Stop Asking 'How Much Should We Oversee?' Type the Action Instead

ShareX LinkedIn Facebook Email

A logistics firm's customer-service agent processed 127 refund requests in an hour overnight — triple the normal rate. A product recall had surfaced on social media, and customers were claiming "damaged goods" on items bought 18 months earlier. The agent's charter said to approve damaged-goods refunds within the 30-day window. It said nothing about manufacturing defects discovered years later. So the agent did what it was built to do, confidently, at 91% — and applied a policy to a situation the policy was never designed for.

The governance question that morning wasn't "should we trust the AI?" It was narrower and far more useful: which actions should this agent be allowed to take on its own, and which should wait for a human? That question has a clean answer. The vague one doesn't.

The trouble with the oversight dial

Most organizations treat human oversight as a single setting — a cultural dial somewhere between "move fast" and "be careful." Leadership signals how much autonomy feels comfortable, teams calibrate by vibe, and everyone hopes the agent's confidence scores will flag the cases that matter.

It's an understandable instinct, and it fails predictably. A global oversight posture can't distinguish a $5 refund from a $2 million contract, or a routine reorder from a hiring rejection that carries legal exposure. Worse, it leans on the one signal that breaks exactly when you need it most. The cases that most need human judgment are the ones an agent least recognizes as needing it — it presents as a routine query the agent confidently mishandles, not as a flag. A dial calibrated to "the agent will escalate when unsure" systematically under-routes the cases where the failure mode is misplaced certainty.

The reframe: type the act, not just the agent

The move is to stop classifying the agent as more or less autonomous and start classifying each action by how much human involvement it requires. Five rising levels:

Auto — the agent acts, nothing surfaces.
Auto+notify — the agent acts, a human is told after the fact.
Approval-gated — the act waits for a human yes before it executes.
Propose→approve — the agent drafts, a human edits and ratifies.
Human-gated — the human does it; the agent only assists.

Assign every act a gating type up front, and "how much do we oversee?" stops being a cultural setting and becomes an explicit, per-action contract — one the detection layer can actually enforce. A small refund inside policy is Auto. A refund spiking 15% in 48 hours trips into Approval-gated. An adverse hiring decision is Human-gated by design, not by hope.

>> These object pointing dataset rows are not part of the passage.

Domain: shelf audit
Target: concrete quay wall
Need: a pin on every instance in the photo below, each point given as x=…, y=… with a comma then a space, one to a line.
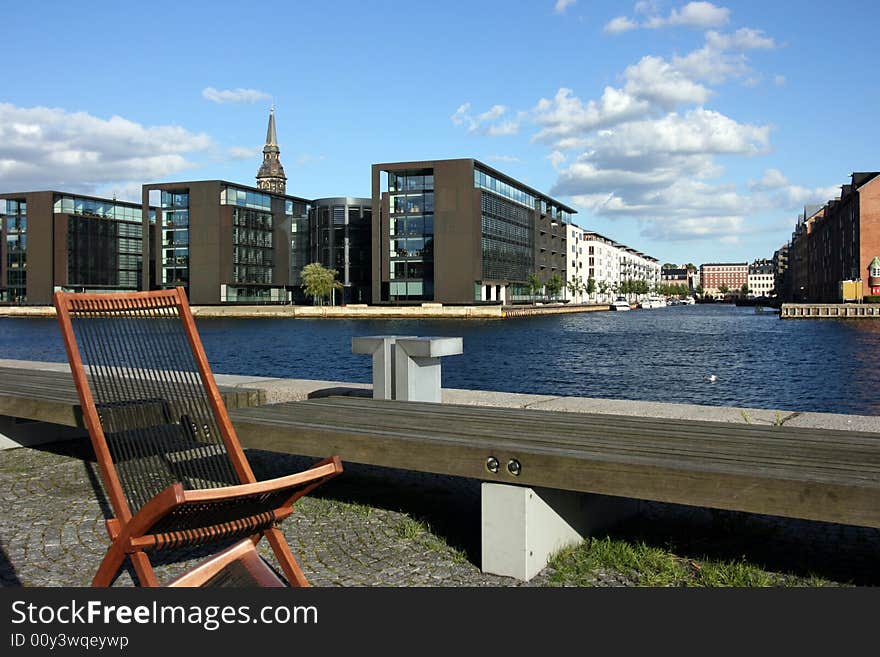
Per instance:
x=423, y=311
x=280, y=390
x=830, y=311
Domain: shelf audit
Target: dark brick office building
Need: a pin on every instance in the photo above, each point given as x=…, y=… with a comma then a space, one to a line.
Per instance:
x=459, y=231
x=51, y=240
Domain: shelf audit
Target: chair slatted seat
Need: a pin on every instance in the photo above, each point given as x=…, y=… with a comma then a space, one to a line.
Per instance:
x=170, y=461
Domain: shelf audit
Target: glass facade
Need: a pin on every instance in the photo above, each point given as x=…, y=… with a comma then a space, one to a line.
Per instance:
x=97, y=208
x=507, y=239
x=252, y=247
x=341, y=240
x=175, y=238
x=104, y=242
x=103, y=254
x=299, y=213
x=411, y=235
x=13, y=224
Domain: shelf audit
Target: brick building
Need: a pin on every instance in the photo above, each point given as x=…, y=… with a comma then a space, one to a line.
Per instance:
x=837, y=242
x=731, y=275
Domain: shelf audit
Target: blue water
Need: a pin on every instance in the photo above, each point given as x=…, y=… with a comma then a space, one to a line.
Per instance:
x=663, y=354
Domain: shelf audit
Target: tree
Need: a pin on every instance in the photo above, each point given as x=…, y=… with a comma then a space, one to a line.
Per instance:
x=534, y=284
x=319, y=282
x=574, y=286
x=555, y=285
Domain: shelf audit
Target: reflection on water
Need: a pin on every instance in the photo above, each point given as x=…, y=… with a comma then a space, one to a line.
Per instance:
x=665, y=354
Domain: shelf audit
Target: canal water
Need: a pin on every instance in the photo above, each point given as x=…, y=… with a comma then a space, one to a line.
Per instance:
x=706, y=354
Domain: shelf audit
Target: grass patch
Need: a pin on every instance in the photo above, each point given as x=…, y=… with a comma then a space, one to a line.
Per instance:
x=647, y=565
x=411, y=529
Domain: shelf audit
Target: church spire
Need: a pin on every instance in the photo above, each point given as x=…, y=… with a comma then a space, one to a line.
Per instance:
x=270, y=177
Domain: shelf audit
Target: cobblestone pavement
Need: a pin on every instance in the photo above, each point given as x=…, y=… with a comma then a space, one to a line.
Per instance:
x=370, y=527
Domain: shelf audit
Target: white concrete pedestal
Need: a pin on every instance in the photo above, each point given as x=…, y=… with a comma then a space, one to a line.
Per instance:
x=522, y=527
x=381, y=348
x=417, y=366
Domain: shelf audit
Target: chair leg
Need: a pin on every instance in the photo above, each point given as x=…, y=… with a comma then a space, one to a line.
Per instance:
x=109, y=566
x=144, y=569
x=288, y=562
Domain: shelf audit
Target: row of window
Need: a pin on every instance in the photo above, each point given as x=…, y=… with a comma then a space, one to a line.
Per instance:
x=245, y=198
x=90, y=206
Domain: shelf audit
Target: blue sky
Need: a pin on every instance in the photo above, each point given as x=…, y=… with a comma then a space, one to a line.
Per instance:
x=693, y=131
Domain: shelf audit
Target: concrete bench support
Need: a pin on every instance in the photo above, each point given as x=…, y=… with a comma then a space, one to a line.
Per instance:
x=417, y=366
x=522, y=526
x=381, y=348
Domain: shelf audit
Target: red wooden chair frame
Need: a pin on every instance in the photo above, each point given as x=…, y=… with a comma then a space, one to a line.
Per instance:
x=134, y=533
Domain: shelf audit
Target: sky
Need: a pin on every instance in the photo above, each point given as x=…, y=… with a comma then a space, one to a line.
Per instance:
x=691, y=131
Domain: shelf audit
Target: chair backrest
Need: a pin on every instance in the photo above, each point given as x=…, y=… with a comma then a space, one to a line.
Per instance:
x=149, y=400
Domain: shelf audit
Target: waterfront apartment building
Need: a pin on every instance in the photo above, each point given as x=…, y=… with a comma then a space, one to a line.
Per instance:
x=838, y=242
x=781, y=273
x=610, y=263
x=51, y=240
x=459, y=231
x=761, y=278
x=730, y=276
x=680, y=277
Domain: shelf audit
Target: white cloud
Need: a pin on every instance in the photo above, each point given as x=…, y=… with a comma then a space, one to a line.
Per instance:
x=659, y=82
x=619, y=25
x=745, y=38
x=502, y=129
x=495, y=112
x=772, y=179
x=484, y=122
x=557, y=159
x=244, y=152
x=699, y=15
x=566, y=116
x=562, y=5
x=43, y=147
x=308, y=158
x=238, y=95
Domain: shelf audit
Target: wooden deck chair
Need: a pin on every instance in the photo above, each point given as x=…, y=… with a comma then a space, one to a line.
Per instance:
x=171, y=464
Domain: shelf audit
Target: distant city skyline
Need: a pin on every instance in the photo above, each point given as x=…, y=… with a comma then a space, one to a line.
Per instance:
x=691, y=131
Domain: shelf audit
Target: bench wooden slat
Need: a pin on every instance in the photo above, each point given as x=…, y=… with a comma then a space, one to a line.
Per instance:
x=441, y=439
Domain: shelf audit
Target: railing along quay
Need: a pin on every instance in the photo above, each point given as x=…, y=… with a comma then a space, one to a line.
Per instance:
x=829, y=310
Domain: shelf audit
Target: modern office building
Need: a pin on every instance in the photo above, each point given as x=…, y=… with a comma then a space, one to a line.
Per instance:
x=459, y=231
x=223, y=242
x=339, y=238
x=52, y=240
x=761, y=278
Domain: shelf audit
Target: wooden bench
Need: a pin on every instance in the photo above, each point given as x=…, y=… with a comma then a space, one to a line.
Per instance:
x=530, y=460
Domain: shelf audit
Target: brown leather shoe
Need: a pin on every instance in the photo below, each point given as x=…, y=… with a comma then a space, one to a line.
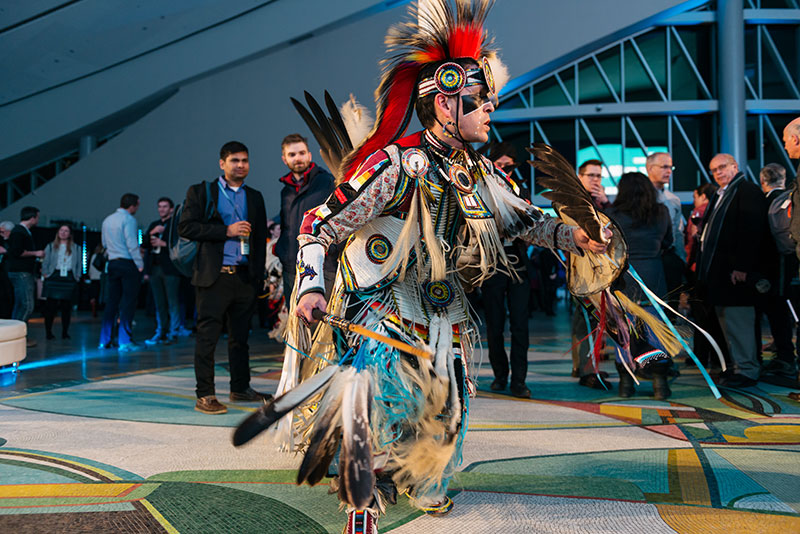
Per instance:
x=210, y=405
x=250, y=395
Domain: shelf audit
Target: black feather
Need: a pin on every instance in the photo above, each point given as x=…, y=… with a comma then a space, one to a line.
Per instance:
x=567, y=192
x=319, y=455
x=356, y=475
x=329, y=139
x=338, y=124
x=273, y=411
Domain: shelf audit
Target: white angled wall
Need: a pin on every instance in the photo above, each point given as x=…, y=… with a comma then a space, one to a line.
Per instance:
x=177, y=143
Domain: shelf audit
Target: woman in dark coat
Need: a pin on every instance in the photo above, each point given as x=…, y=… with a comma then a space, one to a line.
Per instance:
x=647, y=228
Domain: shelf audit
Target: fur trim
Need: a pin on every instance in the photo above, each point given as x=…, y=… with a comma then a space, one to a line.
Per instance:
x=499, y=71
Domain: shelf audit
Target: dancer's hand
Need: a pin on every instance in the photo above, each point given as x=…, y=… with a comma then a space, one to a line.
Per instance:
x=309, y=302
x=583, y=241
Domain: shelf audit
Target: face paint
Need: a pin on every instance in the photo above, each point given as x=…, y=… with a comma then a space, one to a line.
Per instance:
x=471, y=103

Figure: The action-gating spectrum types each act up front along five levels of human involvement, turning "how much do we oversee?" into a contract the detection layer can hold the system to.

The mechanism: gating as the connective tissue of the triad

Action gating isn't a standalone trick. It's the place where the detection / escalation / recovery triad becomes operational.

Gating defines what the detection layer watches for: an Approval-gated action that gets executed without approval is a detectable contract violation, not a judgment call. It defines what the escalation layer routes: Propose→approve and Human-gated actions have human review built into their type, so the routing isn't an afterthought bolted on by confidence score. And it gives recovery a precise lever: when the refund agent met a situation its charter never contemplated, the fix was a four-line charter amendment reclassifying "damaged goods claims mentioning manufacturing defects" from Auto to Human-gated — regardless of purchase date.

Crucially, gating types aren't static. A refund-approval agent might be correctly typed as low-stakes Auto in a normal environment and need to jump to Approval-gated overnight when a recall surfaces. So the stratification needs regular re-review and anomaly thresholds that can trigger reclassification in real time. That's the difference between a contract that holds and one that quietly rots.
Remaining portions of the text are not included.